Fraser saw me looking and gave me an enormous grin and a thumbs up. Dexter tried to wriggle underneath him, but Fraser pushed on the back of his head until he went quiet. Wren came into the yard.
‘Fee! Are you all right?’
I wanted to say that yes, of course I was. But my feet were bleeding, I was cold in my pyjamas and the wooden surface of this seat was damp. I tried to speak, but all I could get out was a kind of half-swallowed howl.
‘She’s here, Margot, she’s all right,’ Wren called back over her shoulder, peeling off her jacket and putting it around me.
Margot glanced up, nodded and then went back to speaking to Dexter, who had gone very still.

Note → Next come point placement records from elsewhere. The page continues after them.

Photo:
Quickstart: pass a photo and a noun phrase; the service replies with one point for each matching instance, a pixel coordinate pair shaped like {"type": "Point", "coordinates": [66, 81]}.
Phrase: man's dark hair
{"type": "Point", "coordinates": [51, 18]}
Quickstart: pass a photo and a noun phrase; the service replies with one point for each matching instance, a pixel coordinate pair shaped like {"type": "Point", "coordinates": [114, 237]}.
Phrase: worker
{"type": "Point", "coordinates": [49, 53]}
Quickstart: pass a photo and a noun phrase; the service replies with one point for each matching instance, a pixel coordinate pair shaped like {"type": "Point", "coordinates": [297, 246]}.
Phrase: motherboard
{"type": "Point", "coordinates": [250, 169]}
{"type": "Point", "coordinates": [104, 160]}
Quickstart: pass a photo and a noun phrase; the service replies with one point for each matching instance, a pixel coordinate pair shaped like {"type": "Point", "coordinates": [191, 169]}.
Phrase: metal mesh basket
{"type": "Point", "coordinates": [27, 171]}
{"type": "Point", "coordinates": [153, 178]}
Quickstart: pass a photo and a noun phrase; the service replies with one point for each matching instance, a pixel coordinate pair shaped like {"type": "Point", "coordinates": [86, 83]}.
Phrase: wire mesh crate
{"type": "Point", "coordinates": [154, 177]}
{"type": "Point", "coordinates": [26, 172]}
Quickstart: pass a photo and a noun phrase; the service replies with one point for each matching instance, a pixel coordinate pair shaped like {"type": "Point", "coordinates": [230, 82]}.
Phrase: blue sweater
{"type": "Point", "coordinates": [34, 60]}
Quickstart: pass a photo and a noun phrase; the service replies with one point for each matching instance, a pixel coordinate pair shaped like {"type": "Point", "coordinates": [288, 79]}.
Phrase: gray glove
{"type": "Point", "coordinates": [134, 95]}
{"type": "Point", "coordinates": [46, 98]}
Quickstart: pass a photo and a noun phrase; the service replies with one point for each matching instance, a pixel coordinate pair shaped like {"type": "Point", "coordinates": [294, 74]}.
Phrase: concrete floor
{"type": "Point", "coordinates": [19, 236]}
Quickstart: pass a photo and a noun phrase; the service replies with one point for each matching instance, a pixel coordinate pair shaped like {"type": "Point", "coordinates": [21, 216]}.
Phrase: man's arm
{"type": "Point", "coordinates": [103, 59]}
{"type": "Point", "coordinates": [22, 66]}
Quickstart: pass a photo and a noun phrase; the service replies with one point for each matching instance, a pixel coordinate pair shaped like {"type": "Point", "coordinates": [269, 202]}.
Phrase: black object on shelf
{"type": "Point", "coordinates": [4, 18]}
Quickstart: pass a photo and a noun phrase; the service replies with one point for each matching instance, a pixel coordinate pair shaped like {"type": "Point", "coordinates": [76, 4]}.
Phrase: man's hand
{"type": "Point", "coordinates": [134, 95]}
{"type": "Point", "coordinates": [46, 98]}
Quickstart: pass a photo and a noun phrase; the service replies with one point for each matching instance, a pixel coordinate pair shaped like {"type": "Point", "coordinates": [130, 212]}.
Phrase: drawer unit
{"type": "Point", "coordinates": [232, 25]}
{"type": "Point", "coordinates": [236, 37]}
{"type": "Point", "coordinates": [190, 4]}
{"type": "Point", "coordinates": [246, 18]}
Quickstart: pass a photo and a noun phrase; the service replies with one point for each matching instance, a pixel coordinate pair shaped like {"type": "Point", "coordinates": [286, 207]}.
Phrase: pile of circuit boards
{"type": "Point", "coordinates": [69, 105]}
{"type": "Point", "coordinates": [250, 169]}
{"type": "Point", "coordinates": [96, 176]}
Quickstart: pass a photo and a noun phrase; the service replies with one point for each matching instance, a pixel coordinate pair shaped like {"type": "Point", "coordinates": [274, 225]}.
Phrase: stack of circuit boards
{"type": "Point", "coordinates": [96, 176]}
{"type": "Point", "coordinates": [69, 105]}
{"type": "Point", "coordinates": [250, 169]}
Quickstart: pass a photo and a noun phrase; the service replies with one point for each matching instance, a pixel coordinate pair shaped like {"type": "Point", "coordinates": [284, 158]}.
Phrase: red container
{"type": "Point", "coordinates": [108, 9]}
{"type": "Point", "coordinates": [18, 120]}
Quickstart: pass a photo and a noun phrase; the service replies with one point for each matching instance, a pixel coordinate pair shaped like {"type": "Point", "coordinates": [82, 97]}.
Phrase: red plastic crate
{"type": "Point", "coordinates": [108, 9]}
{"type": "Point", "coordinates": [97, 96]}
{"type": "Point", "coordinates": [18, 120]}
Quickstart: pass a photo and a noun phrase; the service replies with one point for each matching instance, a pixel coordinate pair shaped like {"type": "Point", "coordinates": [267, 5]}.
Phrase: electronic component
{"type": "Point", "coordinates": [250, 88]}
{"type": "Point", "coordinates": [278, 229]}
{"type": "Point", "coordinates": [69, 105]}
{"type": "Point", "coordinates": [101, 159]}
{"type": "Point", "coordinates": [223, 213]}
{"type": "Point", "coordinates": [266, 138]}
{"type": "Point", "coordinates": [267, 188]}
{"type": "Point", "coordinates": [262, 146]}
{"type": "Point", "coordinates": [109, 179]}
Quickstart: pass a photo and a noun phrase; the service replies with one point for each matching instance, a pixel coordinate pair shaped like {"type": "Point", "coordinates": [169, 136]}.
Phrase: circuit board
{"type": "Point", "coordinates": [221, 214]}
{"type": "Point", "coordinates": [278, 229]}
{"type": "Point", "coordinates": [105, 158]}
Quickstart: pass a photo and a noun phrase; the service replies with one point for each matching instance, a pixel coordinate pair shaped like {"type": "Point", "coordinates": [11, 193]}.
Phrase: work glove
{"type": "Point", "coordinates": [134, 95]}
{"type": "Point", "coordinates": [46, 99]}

Flynn was out there too now, with his stripy dressing gown flapping, and looking a little bit like an escaped patient from an institution.
I saw him bend close to Dexter’s head and show him something on his phone screen, holding it out at arm’s length, strangely confrontational.
He was speaking but I couldn’t hear what he said, though it was clearly something that made Dexter strain under Fraser’s incapacitating solidity, then freeze as though he’d just been given bad news.
Flynn tucked his phone away, nodded once and came back into the yard. ‘The police will be here shortly,’ he said.
‘Take Fee inside,’ Margot said. ‘We’re in control out here.’
‘I got him!’ Fraser added cheerily, as though he were reclining on a sun lounger rather than my ex-boyfriend. ‘You’ll be all right now, Feebs.’
‘Your poor feet.’ Wren looked down at my bleeding soles. ‘We’d better get those cleaned up.’
I couldn’t stand either. It was ridiculous.
I wanted to say how ridiculous it was, but the words wouldn’t come; they were smothered by the tears that had started falling, prevented from forming by my mouth twisting around the sobs.
Wren put her arm around me and Flynn took my hand and between them they managed to lead me in through the side door and into the wine bar, where Flynn fetched two chairs down off a table and sat down beside me.
‘I’m going to help Margot,’ Wren said, looking from me to Flynn and back again. ‘Look after her, Flynn.’
‘Absolutely,’ he said, pushing up the sleeves of the dressing gown and keeping hold of my hand. His presence so close and warm was reassuring, and now I was indoors I felt safer and the tears began to dry up, leaving me hiccupping and still in possession of a mouth that wouldn’t cooperate.
‘Would you like a brandy?’ Flynn asked, staring around the bottles on their racks. ‘Supposed to be good for shock.’
I thought about it. Alcohol, warming me, scaffolding me from the inside. Fake courage. I shook my head. ‘I wouldn’t mind a cup of tea,’ I managed to get out and Flynn laughed, an odd bark of a laugh.
‘Well done,’ he said. ‘Fee, I’m going to leave you here a moment and put the kettle on upstairs. Will you be all right? Margot, Wren and Fraser are there outside and acting as a human shield so that piece of filth can’t get up and come after you again.’
‘I’ll be fine.’ I nearly said that I had no ‘worse’ to descend to, so this was going to be as good as it got for a while.
‘Okay.’ Flynn dithered. ‘I don’t want to leave you.’
‘I need tea.’ My voice sounded a bit more normal now. ‘And probably some Dettol or something.’
We looked at the trail of bloody footprints on the tiled floor, where I’d walked in from outside.
‘Tea and Dettol, yep.’ Flynn moved to the door again. ‘Actually, not sure I’ve got any Dettol. Not really much call for it in the barkeeping trade. I might have some antiseptic cream or something, will that do?’
‘That,’ I said, my voice gaining in strength with every word, ‘will do nicely.’